You ever been told to eat more fiber? Of course, you have. Do you know why it is important to eat more fiber? There are more reasons than you may realize and even the people who say to eat more fiber may realize as well.

 

Dietary fiber is found in mainly whole grains, vegetables, legumes, and fruits. Most people recognize fiber as a prevention or relief ingredient for constipation. This is very true. Dietary fiber has been used for many years to treat people who have issues going to the bathroom, but it also aids in maintaining a healthy weight and reducing the risk of heart disease and diabetes.

 

Some people refer to dietary fiber as roughage. This is because fiber is a part of plant foods that your body is unable to breakdown, absorb, and digest.
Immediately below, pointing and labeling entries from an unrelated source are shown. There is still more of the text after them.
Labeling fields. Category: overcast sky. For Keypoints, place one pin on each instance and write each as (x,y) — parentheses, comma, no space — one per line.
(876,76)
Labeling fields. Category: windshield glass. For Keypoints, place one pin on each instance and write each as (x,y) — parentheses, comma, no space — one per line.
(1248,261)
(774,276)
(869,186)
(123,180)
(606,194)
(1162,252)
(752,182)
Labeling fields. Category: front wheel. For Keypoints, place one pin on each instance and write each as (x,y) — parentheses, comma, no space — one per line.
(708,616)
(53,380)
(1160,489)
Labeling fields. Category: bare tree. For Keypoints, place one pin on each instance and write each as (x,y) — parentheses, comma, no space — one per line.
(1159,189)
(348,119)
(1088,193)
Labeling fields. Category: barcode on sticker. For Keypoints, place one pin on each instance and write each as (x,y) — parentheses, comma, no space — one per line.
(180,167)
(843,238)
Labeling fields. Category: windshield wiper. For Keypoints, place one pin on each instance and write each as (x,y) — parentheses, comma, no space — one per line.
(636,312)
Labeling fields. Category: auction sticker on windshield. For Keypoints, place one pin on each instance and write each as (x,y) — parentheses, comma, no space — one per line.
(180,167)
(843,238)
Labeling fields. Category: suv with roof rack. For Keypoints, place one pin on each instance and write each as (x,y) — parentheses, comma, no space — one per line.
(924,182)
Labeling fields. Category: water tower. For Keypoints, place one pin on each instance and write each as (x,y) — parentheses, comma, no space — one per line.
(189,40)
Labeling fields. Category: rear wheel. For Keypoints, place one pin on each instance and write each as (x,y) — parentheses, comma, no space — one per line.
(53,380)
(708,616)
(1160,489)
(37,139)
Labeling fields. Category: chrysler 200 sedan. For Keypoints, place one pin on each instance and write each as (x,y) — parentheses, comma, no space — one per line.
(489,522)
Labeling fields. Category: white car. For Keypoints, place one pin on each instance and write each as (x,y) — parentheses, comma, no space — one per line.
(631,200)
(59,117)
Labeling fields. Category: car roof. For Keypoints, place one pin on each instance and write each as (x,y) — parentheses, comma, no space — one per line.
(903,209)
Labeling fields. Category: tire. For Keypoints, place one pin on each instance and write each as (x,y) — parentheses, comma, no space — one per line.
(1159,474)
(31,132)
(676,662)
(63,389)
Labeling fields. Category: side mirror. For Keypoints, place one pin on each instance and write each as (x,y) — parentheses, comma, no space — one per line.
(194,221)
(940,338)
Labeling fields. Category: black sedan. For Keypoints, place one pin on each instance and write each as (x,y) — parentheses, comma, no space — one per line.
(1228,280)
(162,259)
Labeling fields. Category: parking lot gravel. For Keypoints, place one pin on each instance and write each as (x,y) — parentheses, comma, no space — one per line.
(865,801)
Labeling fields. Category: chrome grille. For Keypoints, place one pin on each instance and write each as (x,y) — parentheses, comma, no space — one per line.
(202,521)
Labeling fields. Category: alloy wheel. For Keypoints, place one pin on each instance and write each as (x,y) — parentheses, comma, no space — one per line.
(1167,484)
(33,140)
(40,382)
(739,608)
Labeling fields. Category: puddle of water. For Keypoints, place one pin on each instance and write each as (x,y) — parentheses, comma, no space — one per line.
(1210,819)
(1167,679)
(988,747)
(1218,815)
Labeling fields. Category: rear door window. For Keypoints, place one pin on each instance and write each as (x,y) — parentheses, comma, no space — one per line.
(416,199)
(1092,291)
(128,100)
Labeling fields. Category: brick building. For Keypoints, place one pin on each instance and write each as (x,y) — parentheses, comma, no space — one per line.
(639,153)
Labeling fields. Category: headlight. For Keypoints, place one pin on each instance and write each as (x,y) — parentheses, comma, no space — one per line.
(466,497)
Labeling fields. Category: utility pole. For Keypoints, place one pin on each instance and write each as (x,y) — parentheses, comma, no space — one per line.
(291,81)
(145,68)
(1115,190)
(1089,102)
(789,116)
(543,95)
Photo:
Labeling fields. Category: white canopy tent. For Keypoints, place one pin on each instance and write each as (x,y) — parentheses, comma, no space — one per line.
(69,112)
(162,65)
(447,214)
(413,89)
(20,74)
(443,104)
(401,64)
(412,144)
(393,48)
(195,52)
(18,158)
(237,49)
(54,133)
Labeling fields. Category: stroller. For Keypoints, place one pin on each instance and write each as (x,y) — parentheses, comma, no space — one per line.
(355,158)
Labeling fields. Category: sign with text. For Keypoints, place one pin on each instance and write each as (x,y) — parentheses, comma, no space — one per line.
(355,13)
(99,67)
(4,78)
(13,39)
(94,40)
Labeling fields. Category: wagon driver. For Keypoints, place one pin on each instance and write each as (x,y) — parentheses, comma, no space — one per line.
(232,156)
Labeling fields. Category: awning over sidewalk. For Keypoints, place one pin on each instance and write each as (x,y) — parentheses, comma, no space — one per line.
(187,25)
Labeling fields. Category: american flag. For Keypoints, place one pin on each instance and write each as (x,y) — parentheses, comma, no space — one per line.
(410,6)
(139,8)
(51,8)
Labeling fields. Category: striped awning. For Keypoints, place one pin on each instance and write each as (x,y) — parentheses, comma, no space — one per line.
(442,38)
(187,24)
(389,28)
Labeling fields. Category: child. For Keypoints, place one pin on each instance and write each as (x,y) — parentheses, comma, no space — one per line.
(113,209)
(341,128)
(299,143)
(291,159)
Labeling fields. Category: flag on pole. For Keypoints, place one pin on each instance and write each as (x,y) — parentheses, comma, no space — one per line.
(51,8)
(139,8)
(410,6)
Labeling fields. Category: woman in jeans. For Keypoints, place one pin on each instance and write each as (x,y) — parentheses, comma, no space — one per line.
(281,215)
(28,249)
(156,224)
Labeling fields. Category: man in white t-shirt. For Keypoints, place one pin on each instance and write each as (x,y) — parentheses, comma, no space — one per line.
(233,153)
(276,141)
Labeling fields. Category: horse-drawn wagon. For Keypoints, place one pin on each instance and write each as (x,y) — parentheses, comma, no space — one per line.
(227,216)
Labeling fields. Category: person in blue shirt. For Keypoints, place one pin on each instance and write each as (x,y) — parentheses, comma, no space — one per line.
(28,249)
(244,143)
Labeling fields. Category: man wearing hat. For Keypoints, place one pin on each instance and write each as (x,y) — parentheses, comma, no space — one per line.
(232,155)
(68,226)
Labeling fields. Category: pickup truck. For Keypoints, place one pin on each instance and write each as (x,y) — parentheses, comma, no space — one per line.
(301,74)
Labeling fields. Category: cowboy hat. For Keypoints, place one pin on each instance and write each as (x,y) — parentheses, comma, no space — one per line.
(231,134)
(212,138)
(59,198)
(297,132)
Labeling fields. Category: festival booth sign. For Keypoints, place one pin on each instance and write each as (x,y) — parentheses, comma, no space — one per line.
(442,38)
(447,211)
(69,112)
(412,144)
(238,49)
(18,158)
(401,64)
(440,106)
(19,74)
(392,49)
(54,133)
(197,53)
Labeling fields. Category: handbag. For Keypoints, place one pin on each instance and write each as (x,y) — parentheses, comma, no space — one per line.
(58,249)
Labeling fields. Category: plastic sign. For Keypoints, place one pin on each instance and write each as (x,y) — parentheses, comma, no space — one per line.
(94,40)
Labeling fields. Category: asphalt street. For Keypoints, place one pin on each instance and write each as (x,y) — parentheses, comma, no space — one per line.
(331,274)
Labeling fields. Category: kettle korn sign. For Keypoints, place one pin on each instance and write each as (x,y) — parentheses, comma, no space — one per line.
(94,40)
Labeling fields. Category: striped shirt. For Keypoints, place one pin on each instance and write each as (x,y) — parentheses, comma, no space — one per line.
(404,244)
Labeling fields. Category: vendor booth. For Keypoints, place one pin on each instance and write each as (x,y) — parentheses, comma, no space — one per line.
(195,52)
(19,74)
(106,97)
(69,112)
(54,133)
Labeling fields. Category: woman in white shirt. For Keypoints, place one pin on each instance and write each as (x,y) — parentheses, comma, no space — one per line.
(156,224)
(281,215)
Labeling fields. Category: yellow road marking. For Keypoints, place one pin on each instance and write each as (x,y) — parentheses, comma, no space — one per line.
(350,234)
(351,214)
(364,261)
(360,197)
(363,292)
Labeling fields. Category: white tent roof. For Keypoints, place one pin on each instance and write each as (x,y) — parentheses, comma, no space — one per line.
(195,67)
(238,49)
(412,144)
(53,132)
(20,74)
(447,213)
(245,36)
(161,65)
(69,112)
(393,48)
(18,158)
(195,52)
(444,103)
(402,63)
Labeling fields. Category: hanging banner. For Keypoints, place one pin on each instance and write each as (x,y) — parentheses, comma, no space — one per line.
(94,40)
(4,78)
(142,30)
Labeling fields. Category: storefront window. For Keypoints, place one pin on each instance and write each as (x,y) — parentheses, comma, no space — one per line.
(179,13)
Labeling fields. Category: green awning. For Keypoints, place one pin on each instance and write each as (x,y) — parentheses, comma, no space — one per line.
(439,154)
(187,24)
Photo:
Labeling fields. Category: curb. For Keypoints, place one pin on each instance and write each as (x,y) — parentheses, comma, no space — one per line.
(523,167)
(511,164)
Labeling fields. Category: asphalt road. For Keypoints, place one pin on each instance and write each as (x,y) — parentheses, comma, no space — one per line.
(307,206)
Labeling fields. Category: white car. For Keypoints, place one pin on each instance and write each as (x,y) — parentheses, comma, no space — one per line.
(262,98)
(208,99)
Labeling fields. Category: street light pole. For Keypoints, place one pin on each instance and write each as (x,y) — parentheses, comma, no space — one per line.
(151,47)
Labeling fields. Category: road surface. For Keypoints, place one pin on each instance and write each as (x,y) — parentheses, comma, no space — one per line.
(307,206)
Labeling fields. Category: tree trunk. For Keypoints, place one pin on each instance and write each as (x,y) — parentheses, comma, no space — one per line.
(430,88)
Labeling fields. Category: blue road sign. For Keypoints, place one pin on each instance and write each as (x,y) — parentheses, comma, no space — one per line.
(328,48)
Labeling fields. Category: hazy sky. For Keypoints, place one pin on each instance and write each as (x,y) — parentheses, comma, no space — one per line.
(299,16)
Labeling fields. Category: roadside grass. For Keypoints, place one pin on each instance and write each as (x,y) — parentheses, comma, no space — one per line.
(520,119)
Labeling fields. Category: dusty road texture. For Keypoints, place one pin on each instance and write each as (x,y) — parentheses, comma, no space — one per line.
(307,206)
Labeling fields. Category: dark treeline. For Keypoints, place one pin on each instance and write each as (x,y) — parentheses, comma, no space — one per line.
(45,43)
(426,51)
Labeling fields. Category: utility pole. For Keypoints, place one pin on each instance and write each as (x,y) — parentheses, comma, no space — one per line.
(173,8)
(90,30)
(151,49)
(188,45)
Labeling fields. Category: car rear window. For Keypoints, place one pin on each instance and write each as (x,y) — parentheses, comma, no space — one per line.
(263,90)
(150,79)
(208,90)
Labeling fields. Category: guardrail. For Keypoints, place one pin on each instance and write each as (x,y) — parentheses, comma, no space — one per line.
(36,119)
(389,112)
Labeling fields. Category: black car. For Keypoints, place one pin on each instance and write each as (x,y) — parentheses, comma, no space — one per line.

Proteins, fats, and carbs are digested by your body every day. Fiber on the other hand goes thorough the body’s digestive system, mostly intact, and out of the body.

 

Fiber can be broken down into two classes; soluble and insoluble. Soluble fiber dissolves in water and develops into a gel-like substance. This has an effect on blood sugar levels and can lower cholesterol. Apples, citrus fruits, carrots, and oats all contain soluble fiber. Insoluble fiber is of course a fiber that does not dissolve in water. Since it does not dissolve, it does act as a “mover” of the stuff in your digestive system. It helps increase the size of one’s stool, so this kind of fiber is important for anyone who struggles with constipation or irregular bowel movements. Whole-wheat-flour, nuts, beans, and veggies are all considered insoluble fiber that will help out with constipation.

 

The body is more than something you can make look good. It is a vehicle, a vessel that requires maintenance and every day observation of its functions. Too often people neglect the aspect of what is put in their body and the significance that plays in how the body functions internally, not just externally.

 

So, if you find yourself with some cholesterol issues or having issues going to the bathroom, maybe you have some fiber issues that need to be dealt with. If you are a man who is 50 years old or younger, it is recommended that you consume 38 grams of fiber a day. If you are a man and are 51 or older, 30 grams a day are recommended. Women who are 50 years old or younger are required to get 25 grams a day. Women who are 51 and older should be getting 21 grams of fiber a day.